If he activation energy of a reaction is 4.86Kj, then waht is the percent increase in the rate constant of a raction when the temperature is increased from 45 to 75C
The reaction rate is assumed to be of the form
Rate = Constant * e^(-Ea/RT)
where T must be in Kelvin
Rate(75C)/Rate(45C) = e^-[Ea/348R - Ea/318R]
where R = molar gas constant
= 8.317 J/(mol*K)
and Ea = 4860 J/mol is the activation anergy
Rate(75C)/Rate(45C) = e^[(Ea/k)(1/318 - 1/348)]
= e^(584*2.71*10^-4)= e^.158 = 1.17
The percent rate increase is 17%
Check my math. I tend to be careless
I understand how to get the Constant but I don't get how you know that it is a 17% increase?

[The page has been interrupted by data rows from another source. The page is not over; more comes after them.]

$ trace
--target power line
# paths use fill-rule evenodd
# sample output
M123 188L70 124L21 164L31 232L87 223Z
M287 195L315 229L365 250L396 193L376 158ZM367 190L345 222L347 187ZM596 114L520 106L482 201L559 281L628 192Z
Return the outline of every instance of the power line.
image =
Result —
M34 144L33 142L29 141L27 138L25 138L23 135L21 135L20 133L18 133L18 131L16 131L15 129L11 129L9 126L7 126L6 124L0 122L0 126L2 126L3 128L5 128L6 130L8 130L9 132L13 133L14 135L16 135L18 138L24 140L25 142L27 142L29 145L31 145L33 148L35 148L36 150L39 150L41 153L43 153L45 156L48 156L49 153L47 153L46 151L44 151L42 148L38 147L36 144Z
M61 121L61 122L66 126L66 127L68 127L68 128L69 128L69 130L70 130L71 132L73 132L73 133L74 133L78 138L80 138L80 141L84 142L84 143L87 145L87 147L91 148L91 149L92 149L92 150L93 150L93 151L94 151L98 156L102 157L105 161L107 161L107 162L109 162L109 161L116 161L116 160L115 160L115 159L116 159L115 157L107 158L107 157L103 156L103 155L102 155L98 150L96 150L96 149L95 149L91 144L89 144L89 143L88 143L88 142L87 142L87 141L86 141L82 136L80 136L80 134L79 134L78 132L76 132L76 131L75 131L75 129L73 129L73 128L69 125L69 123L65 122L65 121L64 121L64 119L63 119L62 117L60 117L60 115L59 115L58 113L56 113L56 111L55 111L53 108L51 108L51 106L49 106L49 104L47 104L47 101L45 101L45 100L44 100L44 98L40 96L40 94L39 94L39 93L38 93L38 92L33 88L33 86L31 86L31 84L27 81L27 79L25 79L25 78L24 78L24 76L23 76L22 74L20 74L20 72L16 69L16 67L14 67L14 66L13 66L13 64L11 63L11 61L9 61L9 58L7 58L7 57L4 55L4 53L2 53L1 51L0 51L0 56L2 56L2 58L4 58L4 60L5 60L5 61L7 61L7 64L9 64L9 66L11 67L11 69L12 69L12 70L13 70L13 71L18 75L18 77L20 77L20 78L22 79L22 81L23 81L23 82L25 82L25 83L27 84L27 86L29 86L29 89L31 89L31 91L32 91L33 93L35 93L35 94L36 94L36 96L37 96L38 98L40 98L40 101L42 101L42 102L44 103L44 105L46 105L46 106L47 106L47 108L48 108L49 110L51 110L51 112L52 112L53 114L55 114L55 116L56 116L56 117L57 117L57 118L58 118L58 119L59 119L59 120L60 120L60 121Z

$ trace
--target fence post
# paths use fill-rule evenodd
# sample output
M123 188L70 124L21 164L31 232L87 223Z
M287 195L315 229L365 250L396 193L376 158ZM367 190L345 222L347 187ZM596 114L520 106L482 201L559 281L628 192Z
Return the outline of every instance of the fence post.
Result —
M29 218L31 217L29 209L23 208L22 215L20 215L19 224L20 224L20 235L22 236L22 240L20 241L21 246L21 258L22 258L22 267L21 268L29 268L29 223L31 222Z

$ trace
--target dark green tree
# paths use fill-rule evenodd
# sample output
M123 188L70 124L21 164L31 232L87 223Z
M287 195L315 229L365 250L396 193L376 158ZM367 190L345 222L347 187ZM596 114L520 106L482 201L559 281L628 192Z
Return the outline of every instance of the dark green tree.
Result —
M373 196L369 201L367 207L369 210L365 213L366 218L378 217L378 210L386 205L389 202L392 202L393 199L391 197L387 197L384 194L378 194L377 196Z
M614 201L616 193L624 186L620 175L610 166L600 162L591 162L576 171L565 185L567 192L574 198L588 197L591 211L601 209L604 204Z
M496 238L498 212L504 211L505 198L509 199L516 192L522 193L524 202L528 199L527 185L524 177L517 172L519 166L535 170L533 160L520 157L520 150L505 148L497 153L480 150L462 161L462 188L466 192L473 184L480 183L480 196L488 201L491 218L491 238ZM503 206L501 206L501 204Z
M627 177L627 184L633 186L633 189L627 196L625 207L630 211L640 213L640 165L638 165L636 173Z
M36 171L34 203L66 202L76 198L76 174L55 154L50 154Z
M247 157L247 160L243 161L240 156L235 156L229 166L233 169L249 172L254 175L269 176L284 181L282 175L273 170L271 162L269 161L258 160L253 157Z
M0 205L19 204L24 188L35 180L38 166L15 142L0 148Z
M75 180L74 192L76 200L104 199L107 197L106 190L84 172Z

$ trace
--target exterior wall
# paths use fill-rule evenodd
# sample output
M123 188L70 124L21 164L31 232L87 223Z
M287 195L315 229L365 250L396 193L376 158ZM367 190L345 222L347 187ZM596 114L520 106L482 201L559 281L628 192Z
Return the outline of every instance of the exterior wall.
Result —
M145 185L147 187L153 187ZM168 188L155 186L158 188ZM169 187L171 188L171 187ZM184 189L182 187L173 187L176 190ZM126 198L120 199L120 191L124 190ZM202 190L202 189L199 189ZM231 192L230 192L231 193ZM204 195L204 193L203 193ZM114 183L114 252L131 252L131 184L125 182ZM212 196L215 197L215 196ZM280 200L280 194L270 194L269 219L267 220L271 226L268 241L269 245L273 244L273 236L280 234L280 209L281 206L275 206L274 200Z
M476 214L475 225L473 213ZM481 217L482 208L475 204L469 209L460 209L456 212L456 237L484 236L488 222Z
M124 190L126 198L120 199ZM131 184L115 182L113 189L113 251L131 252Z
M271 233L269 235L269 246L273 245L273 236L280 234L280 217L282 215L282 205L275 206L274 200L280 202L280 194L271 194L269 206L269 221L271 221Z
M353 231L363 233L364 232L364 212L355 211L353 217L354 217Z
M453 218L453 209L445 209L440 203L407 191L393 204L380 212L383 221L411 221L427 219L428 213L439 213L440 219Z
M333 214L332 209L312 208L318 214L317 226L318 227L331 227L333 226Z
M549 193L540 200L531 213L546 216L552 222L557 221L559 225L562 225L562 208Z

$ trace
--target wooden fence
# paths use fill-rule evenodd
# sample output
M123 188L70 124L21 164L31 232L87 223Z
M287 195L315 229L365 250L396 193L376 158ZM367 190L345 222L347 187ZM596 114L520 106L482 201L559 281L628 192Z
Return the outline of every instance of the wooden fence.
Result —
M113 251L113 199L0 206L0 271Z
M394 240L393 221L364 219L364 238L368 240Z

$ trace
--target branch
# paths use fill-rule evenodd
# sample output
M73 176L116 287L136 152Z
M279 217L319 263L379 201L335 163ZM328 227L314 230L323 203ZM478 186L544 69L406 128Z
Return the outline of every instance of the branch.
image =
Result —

The constant does not matter. You can't even compute it, but you don't have to. They only ask for the PERCENT INCREASE in reaction rate.
The 17% increase comes from the 1.17 factor increase in the reaction rate
Thank you
To calculate the percent increase in the rate constant of a reaction when the temperature is increased, we need to use the Arrhenius equation that relates temperature and rate constant.
The Arrhenius equation is given as:
k = A * e^(-Ea / (R * T))
Where:
k = rate constant
A = pre-exponential factor
Ea = activation energy
R = gas constant (8.314 J/(mol*K))
T = temperature in Kelvin
First, we need to convert the activation energy from kilojoules to joules. We multiply it by 1000, since there are 1000 joules in a kilojoule:
Ea = 4.86 kJ * 1000 J/kJ = 4860 J
Next, we need to convert the temperatures from Celsius to Kelvin. To do this, we add 273.15 to each temperature:
T1 = 45 °C + 273.15 = 318.15 K
T2 = 75 °C + 273.15 = 348.15 K
Now, we can calculate the rate constant at each temperature. Let's assume that the pre-exponential factor is the same for both temperatures.
k1 = A * e^(-Ea / (R * T1))
k2 = A * e^(-Ea / (R * T2))
Finally, we can calculate the percent increase in the rate constant:
Percent increase = ((k2 - k1) / k1) * 100
Substitute the values of k1 and k2 obtained in the previous calculations to find the final answer.